Nodes are the core components that process incoming text. Some perform preprocessing steps like cleaning or splitting of text while others engage transformer models to retrieve documents, summarize passages or generate questions.

Nodes are chained together using a Pipeline. In Haystack, there are many Nodes that you can already start using. For example:

  • PreProcessor
  • FARMReader
  • ESRetriever
  • EvalDocuments
  • TransformersQueryClassifier
  • SentenceTransformersRanker

This is just a small selection of the Nodes available in Haystack. For more information on the individual Nodes, have a look at their respective pages in the Components section on the left.

Usage

All Nodes are designed to be useable within a Pipeline. When a Node has been added to a Pipeline, calling Pipeline.run() will in turn call each Node's run() method in the predefined sequence. For more information on this, see the Pipelines page.

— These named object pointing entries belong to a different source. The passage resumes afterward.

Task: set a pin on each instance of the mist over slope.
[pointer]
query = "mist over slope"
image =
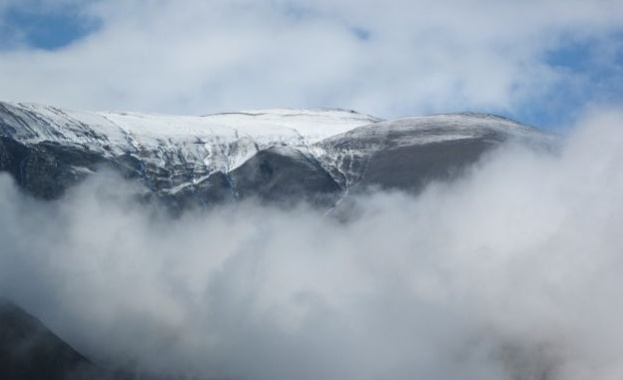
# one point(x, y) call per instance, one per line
point(512, 271)
point(276, 155)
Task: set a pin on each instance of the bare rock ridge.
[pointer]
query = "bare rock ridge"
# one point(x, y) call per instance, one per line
point(276, 156)
point(272, 155)
point(28, 350)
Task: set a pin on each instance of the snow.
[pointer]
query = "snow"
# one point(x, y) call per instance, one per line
point(202, 145)
point(219, 142)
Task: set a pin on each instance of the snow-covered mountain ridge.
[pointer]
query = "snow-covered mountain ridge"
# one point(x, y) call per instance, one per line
point(267, 153)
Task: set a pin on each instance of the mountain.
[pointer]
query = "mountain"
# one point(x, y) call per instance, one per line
point(274, 155)
point(28, 350)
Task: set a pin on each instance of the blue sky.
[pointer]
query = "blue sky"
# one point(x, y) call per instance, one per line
point(541, 62)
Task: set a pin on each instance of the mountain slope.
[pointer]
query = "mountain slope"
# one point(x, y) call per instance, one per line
point(272, 155)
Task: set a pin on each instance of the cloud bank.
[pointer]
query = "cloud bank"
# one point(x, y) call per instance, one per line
point(514, 272)
point(390, 59)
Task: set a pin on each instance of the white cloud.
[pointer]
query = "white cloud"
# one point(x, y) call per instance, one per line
point(205, 56)
point(511, 273)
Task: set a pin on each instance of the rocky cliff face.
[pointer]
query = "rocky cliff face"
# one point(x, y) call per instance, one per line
point(273, 155)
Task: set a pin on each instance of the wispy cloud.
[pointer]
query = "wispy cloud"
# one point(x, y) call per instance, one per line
point(391, 58)
point(511, 273)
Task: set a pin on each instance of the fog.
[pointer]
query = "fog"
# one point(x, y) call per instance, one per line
point(515, 271)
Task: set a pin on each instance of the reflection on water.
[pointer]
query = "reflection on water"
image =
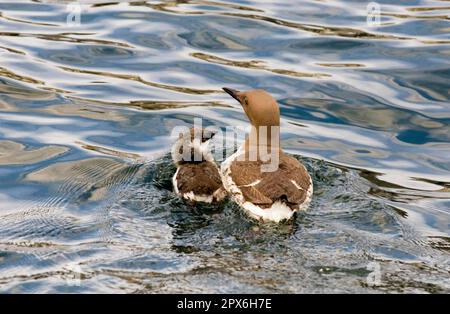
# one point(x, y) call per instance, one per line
point(85, 120)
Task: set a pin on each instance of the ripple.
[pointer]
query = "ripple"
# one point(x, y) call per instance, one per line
point(12, 153)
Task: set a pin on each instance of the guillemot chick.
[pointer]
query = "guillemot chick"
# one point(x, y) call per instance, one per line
point(197, 177)
point(271, 193)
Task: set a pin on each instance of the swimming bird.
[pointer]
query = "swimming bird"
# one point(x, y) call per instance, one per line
point(197, 178)
point(265, 194)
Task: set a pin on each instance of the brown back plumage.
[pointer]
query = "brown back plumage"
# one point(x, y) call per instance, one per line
point(272, 186)
point(199, 178)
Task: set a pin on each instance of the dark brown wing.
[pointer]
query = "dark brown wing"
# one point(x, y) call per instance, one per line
point(200, 178)
point(290, 182)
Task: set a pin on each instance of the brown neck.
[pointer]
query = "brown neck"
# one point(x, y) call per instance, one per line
point(262, 143)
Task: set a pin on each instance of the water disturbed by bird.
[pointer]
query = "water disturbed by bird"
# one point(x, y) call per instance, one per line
point(86, 197)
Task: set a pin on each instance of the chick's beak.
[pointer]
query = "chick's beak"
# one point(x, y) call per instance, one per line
point(233, 93)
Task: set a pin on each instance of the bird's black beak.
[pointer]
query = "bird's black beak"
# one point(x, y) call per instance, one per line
point(233, 93)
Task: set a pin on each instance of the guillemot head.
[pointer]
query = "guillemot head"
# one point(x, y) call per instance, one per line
point(192, 146)
point(259, 106)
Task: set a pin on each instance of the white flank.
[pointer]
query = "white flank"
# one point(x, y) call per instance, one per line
point(198, 198)
point(174, 182)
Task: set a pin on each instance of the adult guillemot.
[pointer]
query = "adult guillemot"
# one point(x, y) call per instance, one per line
point(197, 177)
point(264, 193)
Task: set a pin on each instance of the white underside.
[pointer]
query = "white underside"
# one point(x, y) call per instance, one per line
point(190, 195)
point(277, 212)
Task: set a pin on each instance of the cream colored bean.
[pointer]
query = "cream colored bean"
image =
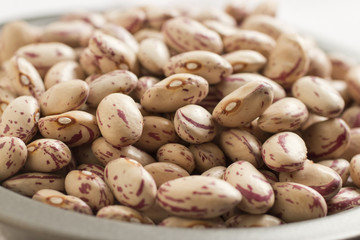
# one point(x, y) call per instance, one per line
point(185, 34)
point(180, 222)
point(174, 92)
point(105, 152)
point(288, 61)
point(249, 220)
point(284, 152)
point(44, 55)
point(328, 139)
point(90, 188)
point(13, 155)
point(74, 128)
point(117, 81)
point(287, 114)
point(123, 214)
point(347, 198)
point(210, 66)
point(130, 183)
point(258, 195)
point(165, 171)
point(29, 183)
point(20, 118)
point(244, 104)
point(47, 155)
point(63, 71)
point(157, 131)
point(241, 145)
point(198, 197)
point(297, 202)
point(318, 96)
point(64, 97)
point(57, 199)
point(153, 55)
point(194, 124)
point(249, 40)
point(323, 179)
point(120, 121)
point(177, 154)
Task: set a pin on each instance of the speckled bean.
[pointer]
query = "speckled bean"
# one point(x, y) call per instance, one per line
point(258, 195)
point(130, 183)
point(327, 140)
point(20, 118)
point(185, 34)
point(210, 66)
point(287, 114)
point(123, 214)
point(174, 92)
point(244, 104)
point(198, 197)
point(296, 202)
point(29, 183)
point(13, 155)
point(120, 121)
point(284, 152)
point(74, 128)
point(241, 145)
point(117, 81)
point(177, 154)
point(60, 200)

Alternatively, you can also call the Nodes outside of the Pipeline. What happens during an individual run depends entirely on the given node's definition. For example, the Retriever's run() method calls run_query(), which in turn calls retrieve() and a few other methods.

retriever_node.run_query(query=query)
retriever_node.retrieve(query=query)

If you want to find out which class methods are called by a component's run() function, we recommend that you take a look at the definitions (e.g. the Retriever source code).

Custom Nodes

In Haystack, you can create your own nodes and comfortably integrate them into your system. Here are the steps needed to create a custom node:

  • Create new class that inherits from BaseComponent
  • Define the number of outgoing_edges as a class attribute
  • Pass all init params to self.set_config() to enable saving/loading via YAML
  • Define a run() method that will be executed when your node is called by the Pipeline. The input arguments should consist of all "config" params that you want to allow plus the "data" arguments that you will expect as input from a previous node (e.g. documents, query, file_paths).
  • Set run() to return a tuple, where the first element is an output dict of the data you want to pass to the next node and the second is the name of the outgoing edge (usually "output_1")
  • Optional: Add any custom debug information to output["_debug"]. This will be accessible in the pipeline output when the debug mode is enabled.

Template:

from haystack.nodes.base import BaseComponent
class NodeTemplate(BaseComponent):
# If it's not a decision node, there will be only one outgoing edge
outgoing_edges = 1
def __init__(some_param):
# store all init params in node's config so that we can easily save/load via YAML
self.set_config(some_param=some_param)
def run(self, query: str, my_arg: Optional[int] = 10):
# Insert code here to manipulate the input & produce an output dictionary
...
output={
"documents": ...,
"_debug": {"anything": "you want"}
}
return output, "output_1"

Usually, your node will have one outgoing edge and thus one return value. However, it's also possible to have more than one outgoing edge, typically in a decision node. A decision node's run() method consists of a decision function that determines the path in the graph by which to send down its input. Such a function has more than one possible return value, and all of these will be named accordingly, i.e. output_1, output_2, and so forth.

Decision Nodes

You can add decision nodes where only one "branch" is executed afterwards. This allows, for example, to classify an incoming query and depending on the result routing it to different modules. To find a ready-made example of a decision node, have a look at the page about the QueryClassifier.

image

If you'd like to define our own, you'll need to create a class that looks something like this:

class QueryClassifier(BaseComponent):
outgoing_edges = 2
def run(self, query):
if "?" in query:
return {}, "output_1"
else:
return {}, "output_2"
pipe = Pipeline()
pipe.add_node(component=QueryClassifier(), name="QueryClassifier", inputs=["Query"])
pipe.add_node(component=es_retriever, name="ESRetriever", inputs=["QueryClassifier.output_1"])
pipe.add_node(component=dpr_retriever, name="DPRRetriever", inputs=["QueryClassifier.output_2"])
pipe.add_node(component=JoinDocuments(join_mode="concatenate"), name="JoinResults",
inputs=["ESRetriever", "DPRRetriever"])
pipe.add_node(component=reader, name="QAReader", inputs=["JoinResults"])
res = p.run(query="What did Einstein work on?", params={"ESRetriever": {"top_k": 1}, "DPRRetriever": {"top_k": 3}})

Evaluation nodes

In Haystack, there are Nodes used to evaluate the performance of readers, retrievers and combined systems. They include:

To get hands on with this kind of node, have a look at the evaluation tutorial.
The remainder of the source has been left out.